I consiglieri Savigni, Lenzotti e Pistoni (Pd), Barbieri (Sassuolo Futura) e Pigoni (Misto), hanno presentato un’interrogazione alla giunta al governo [sic] di Sassuolo che aveva come oggetto le “Posizioni anti Green Pass”.

Nella Gazzetta Ufficiale del 23 Luglio 2021 – si legge nell’interrogazione –  è stato pubblicato il decreto-legge, recante  misure urgenti per fronteggiare l’ emergenza epidemiologica e per l’esercizio in sicurezza di attività sociali ed economiche, che, oltre a prorogare lo stato di emergenza fino al 31 dicembre 2021, individua le attività e gli ambiti accessibili solo se in possesso di Green pass. Considerato che in quei giorni e nelle settimane successive, l’Assessore all’istruzione e al Bilancio del Comune di Sassuolo pubblicava sul suo profilo Facebook articoli e prese di posizioni contro l’obbligo stabilito per decreto, definito “misura assurda, illogica, anticostituzionale che cancella la libertà personale”, strumento di un regime totalitario, “decreto folle illegittimo”, e espressioni simili. Considerato inoltre che queste comunicazioni non possono e non devono essere considerate semplici forme di testimonianza privata, in quanto sono post pubblici, e sono la voce di un amministratore pubblico, che non interviene su questioni che afferiscono alla sfera degli interessi privati, ma hanno a che fare con il suo ruolo di amministratore e la delega che gli è stata conferita dal sindaco; non possono quindi essere derubricate come esternazioni del privato; queste posizioni possono creare disorientamento nel mondo della scuola locale, che da un lato si trova a dover gestire un rientro in sicurezza, con tutte le difficoltà e le preoccupazioni che questo comporta, dall’altro sente ribadire, dal suo assessore di riferimento, posizioni che negano la validità di queste misure, definite addirittura illegittime e anticostituzionali. Si chiede: qual è la posizione del sindaco in merito alle esternazioni dell’Assessore all’Istruzione. Se queste posizioni, che esprimono una decisa opposizione alle norme di legge, sono state discusse e condivise in Giunta. In caso di difformità di posizione su un tema così rilevante e decisivo per la vita comunitaria, quali iniziative la Giunta intende prendere”.

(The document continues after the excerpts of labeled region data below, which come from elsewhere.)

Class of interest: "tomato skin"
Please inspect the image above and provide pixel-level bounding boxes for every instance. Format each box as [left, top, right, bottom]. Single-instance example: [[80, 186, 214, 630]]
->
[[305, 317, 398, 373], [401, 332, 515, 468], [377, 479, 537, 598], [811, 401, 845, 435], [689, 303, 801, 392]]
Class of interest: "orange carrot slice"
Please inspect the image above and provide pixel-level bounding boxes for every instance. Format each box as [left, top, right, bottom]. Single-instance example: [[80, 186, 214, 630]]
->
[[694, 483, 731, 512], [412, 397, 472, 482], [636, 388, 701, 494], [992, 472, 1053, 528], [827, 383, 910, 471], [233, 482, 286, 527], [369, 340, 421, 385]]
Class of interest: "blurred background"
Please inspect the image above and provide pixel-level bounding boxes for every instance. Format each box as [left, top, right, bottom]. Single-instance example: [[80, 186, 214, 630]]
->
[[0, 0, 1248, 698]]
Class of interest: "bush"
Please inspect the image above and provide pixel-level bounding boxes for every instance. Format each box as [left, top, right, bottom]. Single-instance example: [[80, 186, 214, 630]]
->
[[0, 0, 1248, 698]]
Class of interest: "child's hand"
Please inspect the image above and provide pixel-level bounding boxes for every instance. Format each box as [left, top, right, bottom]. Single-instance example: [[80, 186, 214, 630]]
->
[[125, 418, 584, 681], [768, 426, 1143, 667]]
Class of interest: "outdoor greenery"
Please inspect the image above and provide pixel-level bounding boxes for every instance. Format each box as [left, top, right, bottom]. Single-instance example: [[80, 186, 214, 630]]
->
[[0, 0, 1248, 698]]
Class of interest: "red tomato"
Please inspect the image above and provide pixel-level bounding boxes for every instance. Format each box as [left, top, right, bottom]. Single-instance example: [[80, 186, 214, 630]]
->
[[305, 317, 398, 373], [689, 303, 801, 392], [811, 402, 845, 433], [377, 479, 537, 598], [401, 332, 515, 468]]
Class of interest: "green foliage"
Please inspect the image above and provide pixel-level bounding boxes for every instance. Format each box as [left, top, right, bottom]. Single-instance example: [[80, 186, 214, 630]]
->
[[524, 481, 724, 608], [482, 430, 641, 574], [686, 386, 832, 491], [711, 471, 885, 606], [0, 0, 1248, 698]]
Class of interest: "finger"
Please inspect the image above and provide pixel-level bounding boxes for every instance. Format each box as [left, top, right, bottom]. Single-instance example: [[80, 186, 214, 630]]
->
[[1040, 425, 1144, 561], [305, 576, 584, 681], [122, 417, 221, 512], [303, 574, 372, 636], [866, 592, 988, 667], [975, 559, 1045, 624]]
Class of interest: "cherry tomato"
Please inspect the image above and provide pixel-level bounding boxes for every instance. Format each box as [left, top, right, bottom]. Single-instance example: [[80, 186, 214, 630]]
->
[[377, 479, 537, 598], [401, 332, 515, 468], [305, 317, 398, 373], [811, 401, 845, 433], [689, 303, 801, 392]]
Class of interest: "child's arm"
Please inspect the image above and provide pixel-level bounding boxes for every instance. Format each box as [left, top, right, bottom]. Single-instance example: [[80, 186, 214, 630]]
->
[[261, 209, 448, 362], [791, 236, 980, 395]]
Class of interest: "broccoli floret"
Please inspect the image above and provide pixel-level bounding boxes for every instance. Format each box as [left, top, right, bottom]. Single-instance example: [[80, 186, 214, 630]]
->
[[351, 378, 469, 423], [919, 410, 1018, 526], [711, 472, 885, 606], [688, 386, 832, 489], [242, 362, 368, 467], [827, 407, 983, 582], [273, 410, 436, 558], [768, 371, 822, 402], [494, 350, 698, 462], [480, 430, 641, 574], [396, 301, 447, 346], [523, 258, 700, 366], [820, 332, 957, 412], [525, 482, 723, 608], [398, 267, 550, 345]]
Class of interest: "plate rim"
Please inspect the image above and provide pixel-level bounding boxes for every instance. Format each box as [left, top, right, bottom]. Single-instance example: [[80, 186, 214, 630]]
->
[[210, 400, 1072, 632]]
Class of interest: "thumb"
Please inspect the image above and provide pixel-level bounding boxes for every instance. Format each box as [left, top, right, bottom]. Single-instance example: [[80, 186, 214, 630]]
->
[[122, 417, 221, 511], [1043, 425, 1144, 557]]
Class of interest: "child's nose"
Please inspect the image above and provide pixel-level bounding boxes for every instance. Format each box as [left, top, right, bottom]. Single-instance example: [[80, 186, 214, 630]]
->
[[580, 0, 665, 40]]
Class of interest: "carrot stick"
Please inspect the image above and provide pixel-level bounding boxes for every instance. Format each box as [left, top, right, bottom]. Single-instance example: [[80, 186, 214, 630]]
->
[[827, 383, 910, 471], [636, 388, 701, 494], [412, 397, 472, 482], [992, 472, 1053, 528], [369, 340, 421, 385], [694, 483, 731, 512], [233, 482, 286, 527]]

E’ stato proprio il Sindaco Menani a prendere il coraggio a dodici mani e a rispondere all’interrogazione. Con sprezzo del pericolo ha così premesso “che la libertà di pensiero è uno dei capisaldi della democrazia e del vivere civile e l’operato di un’Amministrazione deve essere giudicato in base alle azioni che intraprende, in riferimento all’interrogazione in oggetto si comunica che non c’è stata un’azione di questa Giunta che non fosse in sintonia con le iniziative intraprese da entrambi i Governi che si sono succeduti nel corso dell’emergenza Covid -19.” Ha poi continuato incensando “è un validissimo Assessore che nel corso dell’emergenza Covid si è trovato a fronteggiare una situazione gravissima in modo più che egregio, prendendo decisioni difficili assieme al resto della Giunta che, sempre, sono andate nella direzione di aiutare le famiglie, i cittadini e le scuole. Ciò che è importante per la città è l’operato: ogni azione dell’Assessore e dell’intera Giunta comunale è e sarà presa nell’assoluto rispetto delle leggi e delle normative introdotte da Governo e Regione per fronteggiare l’emergenza Covid-19”.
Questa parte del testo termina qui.